The next two chapters deal with passages from the “Theses on Feuerbach” and The German Ideology. Osborne uses these texts to explain Marx’s idiosyncratic materialism and how it developed during the course of his life. He tells us that the “Theses on Feuerbach” should be read as belonging to the genre of literary “fragments” as developed in German Romanticism and as an early example of a “posthumously published philosophical notebook” similar to Nietzsche’s Will to Power, Benjamin’s Arcades’ Project and Wittgenstein’s Philosophical Investigations. Osborne assures us that, “If the theoretical content of these texts is dense, at times to the point of enigma, the form of their incompleteness is nonetheless crucial for projecting a unity to the bodies of work to which they are appended’ (pg. 26). I am afraid that statements like this may well leave people who are acquainted with the authors mentioned no less confused than the philosophical neophytes who hope to gain an inkling of what Marx had to say about our world. Be that as it may, we come to understand that Marx’s new materialism is rooted in the standpoint of living, social, human beings who interact with material nature and with each other, rather than in the standpoint of an inactive, isolated scientific observer of material nature. We also learn that Marx’s standpoint is inherently historical, because when our needs move us to interact with nature, the technologies we develop in order to undertake that interaction generate new sets of needs in a recurring historical process. Although the ideas dealt with in these chapters are of considerable philosophical interest, Osborne once again fails to work hard enough to make the concepts involved readily and precisely understandable.

Chapter four uses a passage from The Economic and Philosophical Manuscripts as the textual anchor of a discussion of Marx’s notion of alienation as set against its Hegelian background. Chapter five presents excerpts from the early Notebooks on Epicurean Philosophy (1839) and from the introduction to the “Contribution to Critique of Hegel’s Philosophy of Right” in order to consider Marx’s developing views on the respective roles of philosophy and the proletariat in the emancipation of humanity.
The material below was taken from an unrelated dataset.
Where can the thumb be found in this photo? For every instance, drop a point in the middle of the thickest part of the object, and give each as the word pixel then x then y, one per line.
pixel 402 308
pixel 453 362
Chapter six, built upon another excerpt from The Economic and Philosophical Manuscripts, explains that the emancipation heralded by Marx consists of communism – not, as Osborne is careful to tell, the “communism” of state socialism, but rather a truly emancipatory communism. This is a communism “which abolishes private property [especially privately owned means of production – BDL] in such a way as to move humanity to a more advanced stage of historical development” (pg. 79) by managing to preserve the advances that lay hidden and alienated in the capitalist system. Chapter six is devoted to the Communist Manifesto, and deals largely with literary questions surrounding the genre of manifestos in general and the rhetorical considerations that must be taken into account when reading them. Chapter seven treats a remarkable passage from Capital which is written in the first person as the plea or complaint of a worker against his employer. Chapter nine deals with another section from Capital, this time one concerning the problem of “original accumulation” (the question of how capitalists amass the “start-up” capital needed for economies to “take off”). The basic thesis is that this “original” wealth is acquired through violent and underhanded means rather than through thrift and personal virtue. The final chapter discusses a sample of Marx’s pot-boiling journalistic writing. The passage in question deals with the affects of British colonialism on India. Osborne takes the opportunity to soften (but not to entirely excuse) the political incorrectness of Marx’s views on non-Western societies.

In conclusion: there is much of interest in this book for people who have some acquaintance with Marx; it might find a useful place on the reading lists of some undergraduate courses. However, I do not think it can succeed as a stand-alone introductory text.